The endoplasmic reticulum (ER) is a membrane network present in all nucleated cells, its lumen is separated from the cytosol by the ER membrane. Hence, the passage of substrates depends on the presence of selective ER membrane transporters. ATP synthesized into the cytosol enters the ER lumen, where it is used as energy source in many biochemical reactions, including dissociation of chaperones-proteins complexes, disulphide bridge formation, protein polymerization, glycosylation and phosphorylation of proteins, proteoglycans or lipids. In the ER of Saccharomyces cerevisiae, a 68-kDa protein (Sac1p) was believed responsible for ATP transport, but it was found unable to catalyse any ATP uptake, rather acting as a transport regulator, possibly controlling ER phosphoinositides (1). Here, we report an extensive biochemical characterization of a S. cerevisiae adenine nucleotide transport system (ANTS), not dependent on the presence of Sac1p. This report also represents the first partial purification of the yeast ER ANTS. Highly purified ER membranes from the wild-type and Δsac1 yeast strains reconstituted into liposomes transported ATP with the same efficiency. Hydroxyapatite chromatography was used to partially purify ANTS from Δsac1 ER extract.

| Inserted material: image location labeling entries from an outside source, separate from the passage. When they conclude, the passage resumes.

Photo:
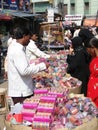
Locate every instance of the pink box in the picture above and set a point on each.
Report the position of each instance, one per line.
(30, 105)
(28, 112)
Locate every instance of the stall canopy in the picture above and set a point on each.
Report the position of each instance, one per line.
(11, 14)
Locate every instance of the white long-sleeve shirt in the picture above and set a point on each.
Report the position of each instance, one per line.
(20, 72)
(33, 52)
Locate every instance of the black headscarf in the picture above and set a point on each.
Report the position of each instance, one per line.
(77, 43)
(86, 35)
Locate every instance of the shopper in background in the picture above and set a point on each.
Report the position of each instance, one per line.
(32, 51)
(92, 90)
(20, 85)
(96, 33)
(86, 35)
(9, 42)
(0, 56)
(78, 63)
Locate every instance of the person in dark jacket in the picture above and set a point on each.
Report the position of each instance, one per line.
(78, 63)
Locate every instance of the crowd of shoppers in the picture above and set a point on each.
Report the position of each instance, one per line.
(82, 62)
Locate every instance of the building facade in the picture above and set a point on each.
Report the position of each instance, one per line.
(84, 7)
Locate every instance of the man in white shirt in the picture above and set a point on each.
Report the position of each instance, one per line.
(20, 85)
(33, 52)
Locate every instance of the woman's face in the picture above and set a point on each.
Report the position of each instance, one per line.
(26, 40)
(91, 51)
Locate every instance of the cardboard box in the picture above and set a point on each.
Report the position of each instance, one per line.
(90, 125)
(9, 126)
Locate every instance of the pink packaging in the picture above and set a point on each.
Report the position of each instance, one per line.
(30, 105)
(57, 94)
(45, 109)
(42, 119)
(48, 98)
(30, 119)
(40, 91)
(28, 112)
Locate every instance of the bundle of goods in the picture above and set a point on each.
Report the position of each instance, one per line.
(56, 110)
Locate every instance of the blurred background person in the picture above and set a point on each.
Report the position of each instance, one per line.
(78, 63)
(92, 90)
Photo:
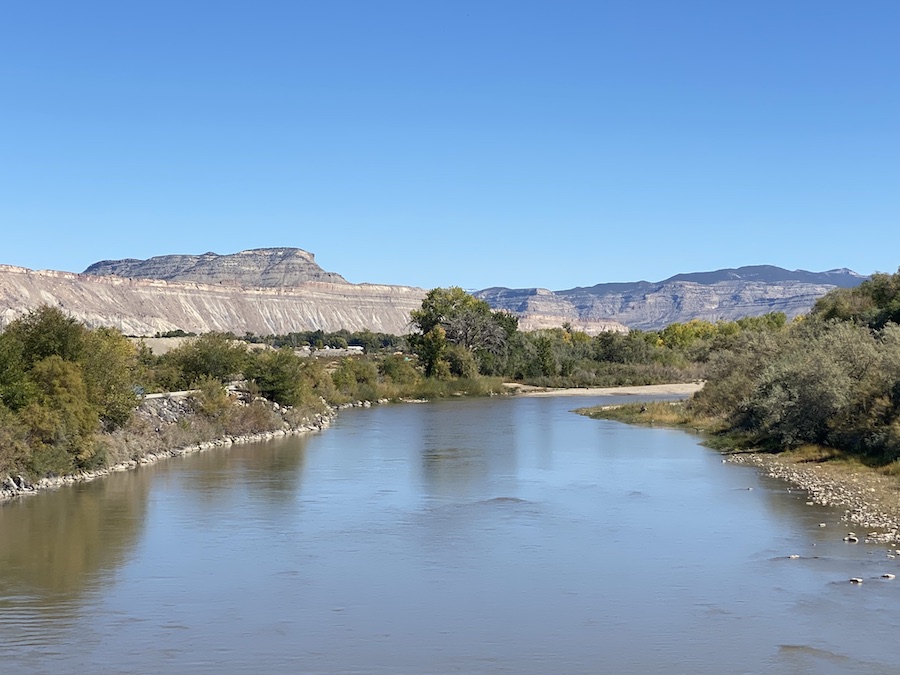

The two ANTS-enriched transport activity eluted fractions showed essentially the presence of four bands, one having an apparent MW of 56 kDa, similar to that observed for ANTS identified in rat liver ER. The two fractions reconstituted into liposomes efficiently transported ATP and ADP, by a strict counter-exchange mechanism. ATP transport was saturable with a Km of 0.28 mM. ATP/ADP exchange mechanism and kinetic constants’ values suggest that the main physiological role of ANTS is to catalyse the transport of ATP into the ER lumen, where it is used in several energy-requiring reactions and to export back to the cytosol the produced ADP.